A worker for President Snow stood next to Mother. Her knees were pressed against the icy ground. White bleakness surrounded her newly washed pants. I stared as the worker, I know now of him as Maxwell, pressed something shiny and black to Mother's head. It was clear what his intent was. I shut my eyes. But it seems now as if I could actually see her.
Loud booming echoed through the area. There was only silence to come. But in my head, every day, I remember the boom. The boom and the feeling of my eyes squeezed together. I try to forget, but it just replays over and over in my head.
Then the scream comes. It wells up in the back of my throat. I threaten it to stay, but the scream bubbles over. It spills out of my mouth. You can hear the blanket of silence being cut by my banshee shriek. "Mom!" I yell at the top of my lungs.
Running. My feet pounding the ground. "Mom!" I didn't know it then, but these are the last words that I will ever speak.
From here on out, the memory goes fuzzy. I see the scenery all around me go rushing forward. A limp, lifeless, body sits in front of me. I can only guess that it is my mother. I am engulfed in a giant hug. But not nearly as friendly. My father behind me is screaming. "April!" He shouts for his only daughter. "April!"
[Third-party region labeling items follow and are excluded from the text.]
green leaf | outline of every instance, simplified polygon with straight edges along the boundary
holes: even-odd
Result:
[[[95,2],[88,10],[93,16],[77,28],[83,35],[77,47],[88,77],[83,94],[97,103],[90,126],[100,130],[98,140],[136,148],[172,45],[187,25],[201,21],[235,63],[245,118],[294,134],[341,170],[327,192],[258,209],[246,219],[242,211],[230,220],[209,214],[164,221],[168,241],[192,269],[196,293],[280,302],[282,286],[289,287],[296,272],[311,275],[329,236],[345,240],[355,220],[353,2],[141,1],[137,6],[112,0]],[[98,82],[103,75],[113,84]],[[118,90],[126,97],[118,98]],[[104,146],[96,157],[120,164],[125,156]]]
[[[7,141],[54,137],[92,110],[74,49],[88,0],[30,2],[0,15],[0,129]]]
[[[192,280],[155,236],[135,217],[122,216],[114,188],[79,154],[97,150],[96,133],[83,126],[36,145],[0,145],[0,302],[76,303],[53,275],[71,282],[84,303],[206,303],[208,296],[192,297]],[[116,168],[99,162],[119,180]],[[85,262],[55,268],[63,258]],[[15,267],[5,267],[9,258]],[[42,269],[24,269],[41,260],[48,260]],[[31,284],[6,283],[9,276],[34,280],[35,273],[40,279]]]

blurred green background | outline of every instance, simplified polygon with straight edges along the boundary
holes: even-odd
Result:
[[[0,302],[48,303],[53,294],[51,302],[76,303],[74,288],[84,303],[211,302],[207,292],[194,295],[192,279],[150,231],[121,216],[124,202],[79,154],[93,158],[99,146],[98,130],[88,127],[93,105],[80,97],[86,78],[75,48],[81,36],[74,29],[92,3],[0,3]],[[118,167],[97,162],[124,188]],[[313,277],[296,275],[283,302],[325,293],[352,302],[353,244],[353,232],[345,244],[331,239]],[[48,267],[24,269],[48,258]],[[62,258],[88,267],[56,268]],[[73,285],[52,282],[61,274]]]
But he is too late. My pleas are muffled, and I can barely breathe. What comes next is pain. Pain in the place that I always had taken for granted. My tongue. The pink object is rapidly becoming red. The blood from my mouth is, well, bleeding all over the thing. I try to scream and call out for my parents. But inhuman grunts come out instead.
I don't know what is the worst thing. Being left in the Capitol. Staying in my own home with my father. But I would also be mocked. Teased. Tortured. I would be called a traitor.
Or here. Still in the Capitol, but a different part. A part where no one wants to be. Would I rather be teased and tortured at home, or here. With no family, no friends, no tongue, and way too much time on my hands.
I didn't choose it, but I have become the infamous Avox.